Initially, a federal district court judge ruled in the men’s favor and the state of Louisiana appealed. A three-judge panel of the 5th Circuit upheld the ruling last year and the state of Louisiana immediately sought a rehearing by the full court. Chief Judge Edith Jones wrote for a nine-member majority, rejecting the men’s argument that Louisiana illegally treats adoptive children of unmarried parents differently from adoptive children with married parents.

One of the judges noted in his dissent that Louisiana puts the names of both unmarried parents on the birth certificates of children kept by their biological parents. He said the state has no legitimate interest in denying that same right to adoptive parents Adar and Smith. Essentially the judges in the majority are arguing that while it is unconstitutional to discriminate against a child born to an unmarried couple, it is not unconstitutional to discriminate against a child adopted by an unmarried couple.

Also at issue was whether the constitutional requirement that states give “full faith and credit” to each other’s laws required the inclusion of both men’s names on the birth certificate of the child. Saying New York recognizes both men as parents, Judge Wiener wrote in his dissent, “I have searched the Constitution in vain for a ‘Half Faith and Credit Clause.’”

This decision is not only an unbelievable slap in the face to this poor family who only wants to provide for their son but it is a disgrace for Louisiana to perpetuate bigotry at the expense of children.

And expense is right—it must have cost thousands of dollars to fund these multiple appeals and thousands more keeping kids who could otherwise find loving homes in the state system.

There are far too many children that are in foster care and need loving, caring parents. Every major professional association, representing millions of doctors, lawyers, and social workers worldwide dedicated to children’s health and welfare, agree that gay and lesbian parents are as capable and successful at raising well adjusted children as heterosexual parents.

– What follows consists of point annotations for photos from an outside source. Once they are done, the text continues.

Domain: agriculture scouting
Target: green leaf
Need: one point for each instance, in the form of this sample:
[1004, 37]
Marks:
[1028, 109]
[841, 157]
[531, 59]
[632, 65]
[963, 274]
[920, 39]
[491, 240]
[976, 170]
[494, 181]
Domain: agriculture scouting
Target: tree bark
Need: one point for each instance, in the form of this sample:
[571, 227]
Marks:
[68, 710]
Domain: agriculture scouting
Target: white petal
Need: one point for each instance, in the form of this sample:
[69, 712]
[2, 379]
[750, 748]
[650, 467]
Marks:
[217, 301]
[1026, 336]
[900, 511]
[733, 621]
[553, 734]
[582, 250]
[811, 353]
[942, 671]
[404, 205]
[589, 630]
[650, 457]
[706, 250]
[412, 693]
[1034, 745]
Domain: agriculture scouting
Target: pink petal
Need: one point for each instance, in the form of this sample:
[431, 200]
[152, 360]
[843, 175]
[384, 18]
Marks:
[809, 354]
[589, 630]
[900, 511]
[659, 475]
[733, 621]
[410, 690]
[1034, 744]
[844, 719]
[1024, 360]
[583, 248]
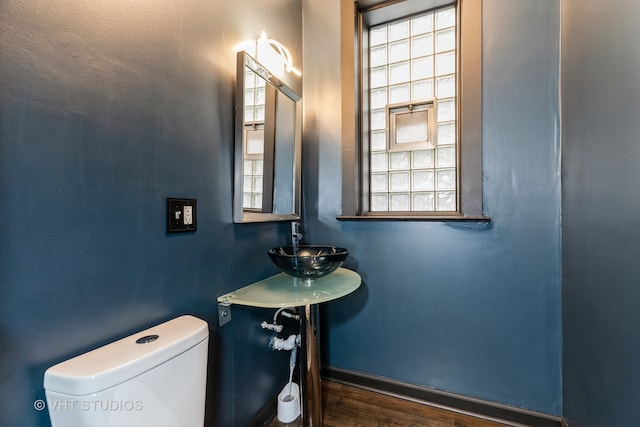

Those who support equality and fairness need to stand up for these vulnerable children and support those qualified individuals, no matter their sexual orientation, who want to adopt. The adoption process has excellent safeguards in place that involves social workers, District Attorneys, and Judges. It doesn’t need politicians meddling in this issue as a way to push their theocratic and homophobic agenda.

The Forum for Equality strongly believes that Louisiana’s adoption law currently hurts many children by allowing only one of the adults parenting a child to become the legal adoptive parent when the parents are unmarried or of the same sex. This policy undermines a child’s financial, legal, and emotional security.